🔗 Integration Runtime¶
Compute infrastructure that Azure Data Factory uses to provide data integration capabilities across different network environments.
🎯 Overview¶
Integration Runtime (IR) is the bridge between activities and linked services in Azure Data Factory. It provides the compute environment for executing data movement, transformation, and dispatch of activities.
🔥 Key Capabilities¶
- Hybrid Connectivity: Connect cloud and on-premises data sources
- Network Isolation: Private network and VNet integration
- SSIS Package Execution: Lift-and-shift SSIS workloads
- High Availability: Auto-failover and load balancing
- Resource Sharing: Share IR across multiple data factories
📊 Integration Runtime Types¶
graph TB
IR[Integration Runtime Types]
IR --> Azure[Azure IR<br/>Cloud Services]
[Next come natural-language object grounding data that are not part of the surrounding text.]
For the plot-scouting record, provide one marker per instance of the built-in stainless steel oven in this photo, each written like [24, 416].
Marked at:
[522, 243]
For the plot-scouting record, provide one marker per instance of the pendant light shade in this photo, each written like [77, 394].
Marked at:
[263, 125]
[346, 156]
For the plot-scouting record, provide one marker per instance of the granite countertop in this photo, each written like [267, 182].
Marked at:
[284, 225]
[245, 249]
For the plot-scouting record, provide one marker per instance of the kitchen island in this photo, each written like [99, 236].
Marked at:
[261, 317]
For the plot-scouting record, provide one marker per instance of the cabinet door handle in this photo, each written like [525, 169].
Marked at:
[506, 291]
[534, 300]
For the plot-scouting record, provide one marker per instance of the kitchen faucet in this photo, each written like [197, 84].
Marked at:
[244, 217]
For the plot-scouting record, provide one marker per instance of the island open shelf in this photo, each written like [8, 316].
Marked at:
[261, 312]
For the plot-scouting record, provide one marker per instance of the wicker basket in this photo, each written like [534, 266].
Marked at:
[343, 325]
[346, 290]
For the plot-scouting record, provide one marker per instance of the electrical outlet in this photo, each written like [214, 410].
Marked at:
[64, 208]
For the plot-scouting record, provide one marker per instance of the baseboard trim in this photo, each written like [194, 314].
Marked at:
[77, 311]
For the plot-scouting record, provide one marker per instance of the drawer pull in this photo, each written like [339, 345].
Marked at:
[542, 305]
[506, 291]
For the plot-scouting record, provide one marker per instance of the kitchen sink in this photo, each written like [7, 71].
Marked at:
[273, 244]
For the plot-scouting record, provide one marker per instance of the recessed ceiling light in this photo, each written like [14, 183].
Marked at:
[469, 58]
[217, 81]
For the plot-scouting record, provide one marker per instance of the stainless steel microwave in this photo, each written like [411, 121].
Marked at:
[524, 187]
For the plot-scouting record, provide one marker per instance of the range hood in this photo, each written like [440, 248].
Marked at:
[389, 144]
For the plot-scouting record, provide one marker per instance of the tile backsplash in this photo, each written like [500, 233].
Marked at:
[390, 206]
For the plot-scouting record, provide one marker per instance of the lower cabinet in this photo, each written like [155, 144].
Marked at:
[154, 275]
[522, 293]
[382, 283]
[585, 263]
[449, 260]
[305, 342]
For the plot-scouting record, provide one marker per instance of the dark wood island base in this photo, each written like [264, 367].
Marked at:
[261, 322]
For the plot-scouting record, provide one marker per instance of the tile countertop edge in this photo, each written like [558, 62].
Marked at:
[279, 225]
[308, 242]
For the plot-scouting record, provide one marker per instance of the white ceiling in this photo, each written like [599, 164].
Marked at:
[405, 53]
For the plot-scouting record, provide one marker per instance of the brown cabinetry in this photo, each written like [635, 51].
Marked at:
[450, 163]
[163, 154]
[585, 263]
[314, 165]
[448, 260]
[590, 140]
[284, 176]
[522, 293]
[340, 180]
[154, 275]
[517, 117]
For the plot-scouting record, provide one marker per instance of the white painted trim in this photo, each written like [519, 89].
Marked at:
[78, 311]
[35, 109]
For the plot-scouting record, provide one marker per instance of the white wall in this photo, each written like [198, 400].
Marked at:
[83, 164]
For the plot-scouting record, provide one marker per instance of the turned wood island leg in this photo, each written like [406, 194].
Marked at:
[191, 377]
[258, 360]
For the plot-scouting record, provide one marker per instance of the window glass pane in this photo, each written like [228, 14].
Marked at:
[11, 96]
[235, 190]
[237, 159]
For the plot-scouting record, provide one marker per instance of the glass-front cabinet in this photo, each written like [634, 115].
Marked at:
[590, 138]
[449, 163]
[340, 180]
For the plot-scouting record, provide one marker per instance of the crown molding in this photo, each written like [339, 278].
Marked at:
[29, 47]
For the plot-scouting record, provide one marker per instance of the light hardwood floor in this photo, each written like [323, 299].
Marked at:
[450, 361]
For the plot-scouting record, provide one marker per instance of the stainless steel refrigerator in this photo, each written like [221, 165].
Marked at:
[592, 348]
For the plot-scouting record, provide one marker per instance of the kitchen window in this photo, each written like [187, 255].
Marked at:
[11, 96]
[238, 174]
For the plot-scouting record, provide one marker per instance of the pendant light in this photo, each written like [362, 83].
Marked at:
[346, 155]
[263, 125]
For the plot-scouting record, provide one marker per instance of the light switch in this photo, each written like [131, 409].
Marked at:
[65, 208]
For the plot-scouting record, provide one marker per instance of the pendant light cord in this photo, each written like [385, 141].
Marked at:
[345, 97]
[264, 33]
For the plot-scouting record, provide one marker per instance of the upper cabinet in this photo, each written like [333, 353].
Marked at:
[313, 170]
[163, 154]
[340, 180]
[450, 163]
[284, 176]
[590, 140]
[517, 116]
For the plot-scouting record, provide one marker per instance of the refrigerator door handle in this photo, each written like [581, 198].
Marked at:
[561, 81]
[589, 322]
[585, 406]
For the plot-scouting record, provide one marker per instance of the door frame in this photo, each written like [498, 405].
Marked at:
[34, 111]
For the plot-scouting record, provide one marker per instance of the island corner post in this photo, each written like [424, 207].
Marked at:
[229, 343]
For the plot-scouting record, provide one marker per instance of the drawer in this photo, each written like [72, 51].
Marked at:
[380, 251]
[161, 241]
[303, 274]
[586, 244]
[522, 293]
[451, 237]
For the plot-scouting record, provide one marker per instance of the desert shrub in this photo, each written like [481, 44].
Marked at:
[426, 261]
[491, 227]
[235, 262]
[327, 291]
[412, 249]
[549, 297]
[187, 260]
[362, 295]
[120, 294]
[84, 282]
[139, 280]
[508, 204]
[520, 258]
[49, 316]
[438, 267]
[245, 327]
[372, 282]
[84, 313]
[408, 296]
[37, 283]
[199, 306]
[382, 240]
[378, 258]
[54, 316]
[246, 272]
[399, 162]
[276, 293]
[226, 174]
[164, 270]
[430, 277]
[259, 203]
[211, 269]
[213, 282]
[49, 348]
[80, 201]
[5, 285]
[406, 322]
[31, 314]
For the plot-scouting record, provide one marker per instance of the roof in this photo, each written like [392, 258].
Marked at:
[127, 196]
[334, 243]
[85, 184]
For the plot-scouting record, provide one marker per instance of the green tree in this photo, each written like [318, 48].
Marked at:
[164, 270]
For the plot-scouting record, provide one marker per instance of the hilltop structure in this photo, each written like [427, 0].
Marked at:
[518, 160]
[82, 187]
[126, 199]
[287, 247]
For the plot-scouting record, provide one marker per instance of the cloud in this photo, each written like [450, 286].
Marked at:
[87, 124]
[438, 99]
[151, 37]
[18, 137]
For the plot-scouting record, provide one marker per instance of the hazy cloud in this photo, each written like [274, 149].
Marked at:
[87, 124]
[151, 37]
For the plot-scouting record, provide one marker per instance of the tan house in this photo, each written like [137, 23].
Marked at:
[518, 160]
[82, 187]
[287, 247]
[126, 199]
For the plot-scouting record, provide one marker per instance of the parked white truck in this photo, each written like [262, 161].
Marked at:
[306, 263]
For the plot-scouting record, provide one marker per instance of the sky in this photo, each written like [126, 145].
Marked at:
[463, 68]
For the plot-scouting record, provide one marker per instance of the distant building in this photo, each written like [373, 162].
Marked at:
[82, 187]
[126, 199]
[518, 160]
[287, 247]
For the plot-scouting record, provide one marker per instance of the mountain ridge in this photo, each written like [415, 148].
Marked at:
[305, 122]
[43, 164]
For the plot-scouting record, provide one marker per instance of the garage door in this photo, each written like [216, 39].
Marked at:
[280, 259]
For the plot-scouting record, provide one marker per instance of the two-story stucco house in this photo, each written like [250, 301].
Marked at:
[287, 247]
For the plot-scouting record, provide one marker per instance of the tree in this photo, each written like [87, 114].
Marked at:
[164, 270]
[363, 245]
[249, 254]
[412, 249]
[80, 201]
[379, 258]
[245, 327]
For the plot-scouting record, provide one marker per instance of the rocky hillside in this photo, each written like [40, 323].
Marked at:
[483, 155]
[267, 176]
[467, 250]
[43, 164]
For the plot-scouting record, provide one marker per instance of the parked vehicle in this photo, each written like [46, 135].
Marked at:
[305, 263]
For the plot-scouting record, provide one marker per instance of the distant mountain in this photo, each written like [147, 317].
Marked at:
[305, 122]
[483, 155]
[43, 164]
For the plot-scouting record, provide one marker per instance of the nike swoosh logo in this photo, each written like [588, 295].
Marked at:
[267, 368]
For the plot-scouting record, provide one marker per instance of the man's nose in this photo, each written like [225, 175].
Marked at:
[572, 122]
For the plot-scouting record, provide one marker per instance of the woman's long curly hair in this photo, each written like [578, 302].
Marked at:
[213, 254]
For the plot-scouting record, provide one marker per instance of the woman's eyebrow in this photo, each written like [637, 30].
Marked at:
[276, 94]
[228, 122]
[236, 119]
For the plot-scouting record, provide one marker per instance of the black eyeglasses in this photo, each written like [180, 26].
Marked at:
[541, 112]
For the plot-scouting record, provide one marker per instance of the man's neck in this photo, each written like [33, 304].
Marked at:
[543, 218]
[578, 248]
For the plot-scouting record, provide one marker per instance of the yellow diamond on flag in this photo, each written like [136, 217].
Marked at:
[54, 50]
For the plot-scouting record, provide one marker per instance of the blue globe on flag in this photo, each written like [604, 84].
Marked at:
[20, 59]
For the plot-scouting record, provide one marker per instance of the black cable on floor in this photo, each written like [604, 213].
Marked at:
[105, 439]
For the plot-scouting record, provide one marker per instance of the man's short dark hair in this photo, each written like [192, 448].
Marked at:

IR --> SelfHosted[Self-hosted IR<br/>On-premises & Private]
IR --> SSIS[Azure-SSIS IR<br/>SSIS Packages]
Azure --> PublicCloud[Public Cloud<br/>Data Sources]
Azure --> ManagedVNet[Managed VNet<br/>Private Endpoints]
SelfHosted --> OnPrem[On-premises<br/>Data Sources]
SelfHosted --> PrivateCloud[Private Cloud<br/>IaaS VM]
SSIS --> SSISPackages[SQL Server<br/>SSIS Packages] ☁️ Azure Integration Runtime¶
Overview¶
Fully managed, serverless compute for cloud data integration.
Capabilities¶
- ✅ Data Movement: Copy between cloud data stores
- ✅ Activity Dispatch: Execute activities in cloud
- ✅ Data Flows: Execute mapping data flows
- ✅ External Activities: Call Azure Databricks, HDInsight, etc.
Configuration¶
Auto-Resolve Azure IR¶
Default IR created automatically with each Data Factory.
{
"name": "AutoResolveIntegrationRuntime",
"properties": {
"type": "Managed",
"typeProperties": {
"computeType": "General",
"dataFlowProperties": {
"computeType": "General",
"coreCount": 8,
"timeToLive": 10
}
}
}
}
Custom Azure IR¶
Create region-specific or custom configurations.
{
"name": "AzureIR-EastUS",
"properties": {
"type": "Managed",
"typeProperties": {
"location": "East US",
"computeType": "General",
"timeToLive": 5,
"dataFlowProperties": {
"computeType": "MemoryOptimized",
"coreCount": 16
}
}
}
}
Managed Virtual Network¶
Isolate data flows in a managed VNet with private endpoints.
{
"name": "AzureIR-ManagedVNet",
"properties": {
"type": "Managed",
"typeProperties": {
"managedVirtualNetwork": {
"referenceName": "default",
"type": "ManagedVirtualNetworkReference"
}
},
"managedPrivateEndpoints": [
{
"name": "PrivateEndpoint-SQL",
"privateLinkResourceId": "/subscriptions/{sub}/resourceGroups/{rg}/providers/Microsoft.Sql/servers/{server}",
"groupId": "sqlServer"
}
]
}
}
Azure IR Use Cases¶
| Use Case | Configuration | Best For |
|---|---|---|
| Cloud-to-Cloud Copy | Auto-Resolve IR | Azure SQL → Blob Storage |
| Data Flows | Custom IR with specific cores | Complex transformations |
| Private Cloud | Managed VNet IR | Private endpoint connectivity |
| Multi-Region | Region-specific IR | Data residency requirements |
🏢 Self-hosted Integration Runtime¶
Overview¶
Customer-managed IR installed on-premises or in a private network for hybrid scenarios.
Architecture¶
graph LR
subgraph "On-premises Network"
DB[SQL Server]
Files[File System]
SHIR[Self-hosted IR]
end
subgraph "Azure Cloud"
ADF[Azure Data Factory]
Storage[Azure Storage]
Synapse[Synapse Analytics]
end
DB --> SHIR
Files --> SHIR
SHIR -->|Outbound HTTPS| ADF
ADF --> Storage
ADF --> Synapse Installation¶
1. Download and Install¶
# Download installer
Invoke-WebRequest -Uri "https://aka.ms/AzureDFMSI" -OutFile "IntegrationRuntime.msi"
# Install silently
msiexec /i IntegrationRuntime.msi /quiet /norestart
# Register with authentication key
cd "C:\Program Files\Microsoft Integration Runtime\5.0\Shared"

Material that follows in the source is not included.